Environmental Nanoscale and Technology (ENT)

The Need for Research

Although a massive amount of effort has clearly been building in the area of nanoscience and technology worldwide, such is certainly not the case in the area of environmental nanoscience and technology. Recently, an independent report from the National Research Council stated that the nation is not paying enough attention to the environmental, health, and safety risks posed by nanoscale products. Unless these gaps are filled, the report warns, “the field’s great promise could evaporate in a cloud of public mistrust”. Similar points are being made in everything from the Washington Post to Time Magazine.

The picture is complicated by the fact that the diversity of nanomaterials, both now and especially in the future, is enormous, with tremendous variations in size, shape, composition, and surface chemistry. Our group responds to the challenge by trying to relate a vast array of nanomaterial properties to their potential environmental exposure, biological effects, and ecological consequences.

We believe that this strong interdisciplinary ICTAS-supported team can establish a firm, world-class presence in the field of environmental nanoscience and technology. This research will provide new approaches for the characterization and understanding of anthropogenic manufactured nanomaterials and their natural counterparts. It may result in methods for fast, real-time detection of both man-made and natural nanomaterials, and it will determine how manufactured nanoparticles transform in the environment. This, in turn, will help us understand their environmental fate and their health impacts, and lead to safer protocols for manufacturing processes and utilization.


Our vision is to become a center of excellence, recognized internationally for playing a leading role in environmental nanoscience research.

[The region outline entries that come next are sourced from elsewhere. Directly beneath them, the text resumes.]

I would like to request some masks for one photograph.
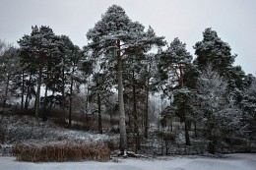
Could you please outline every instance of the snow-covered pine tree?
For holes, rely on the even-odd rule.
[[[227,82],[211,64],[200,73],[197,83],[200,105],[197,110],[203,117],[210,153],[215,153],[221,140],[239,132],[241,110],[234,105],[227,88]]]
[[[175,88],[174,104],[177,107],[177,115],[185,123],[186,145],[190,145],[187,119],[190,90],[184,85],[184,78],[191,61],[192,55],[186,50],[186,44],[176,37],[166,50],[160,52],[159,64],[163,92],[169,95]]]
[[[88,31],[87,37],[91,40],[88,46],[94,49],[95,53],[98,55],[111,53],[113,55],[106,56],[117,63],[120,150],[124,152],[127,148],[127,137],[123,100],[123,59],[136,48],[164,44],[163,37],[148,36],[144,31],[144,27],[138,22],[132,22],[118,5],[112,5],[107,9],[101,20]]]
[[[55,53],[59,52],[58,38],[49,27],[32,27],[32,33],[25,34],[19,41],[22,62],[33,75],[37,74],[37,89],[35,95],[35,118],[39,115],[40,87],[43,72],[51,65],[57,65],[59,60],[52,60]],[[54,62],[53,62],[54,61]],[[56,62],[56,63],[55,63]],[[54,67],[51,67],[54,68]],[[44,72],[45,73],[45,72]]]

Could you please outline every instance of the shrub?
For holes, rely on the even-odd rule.
[[[110,149],[106,143],[82,142],[52,142],[46,143],[17,143],[13,147],[13,155],[19,161],[82,161],[110,159]]]

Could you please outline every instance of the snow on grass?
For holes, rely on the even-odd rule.
[[[120,159],[109,162],[18,162],[15,157],[0,157],[3,170],[255,170],[256,154],[230,154],[225,158],[176,156],[154,159]]]

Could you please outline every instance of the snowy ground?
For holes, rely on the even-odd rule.
[[[200,156],[154,159],[119,159],[109,162],[18,162],[15,157],[1,157],[1,170],[255,170],[256,154],[230,154],[225,158]]]

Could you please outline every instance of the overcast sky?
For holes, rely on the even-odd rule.
[[[193,55],[193,45],[212,28],[238,55],[235,65],[256,74],[256,0],[0,0],[0,38],[17,45],[32,26],[43,25],[82,47],[89,28],[113,4],[168,43],[179,37]]]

Our mission is two fold: 1) to better understand the nature, consequences, and fate of natural nanoparticles in the environment, and 2) to begin to understand the same for synthetic nanomaterials that, either intentionally or accidentally, get into the natural environment.

The Technical Approach

The Environmental Nanoscience and Technology (ENT) group uses advanced instrumentation housed in ICTAS, including our new FEI Titan high resolution TEM, FEI FIB, FESEM, environmental SEM, and Cameca ion probe, as well as an array of scanning probe microscopes to probe both synthetic nanomaterials in the laboratory and natural and synthetic nanomaterials sampled or collected in various field settings.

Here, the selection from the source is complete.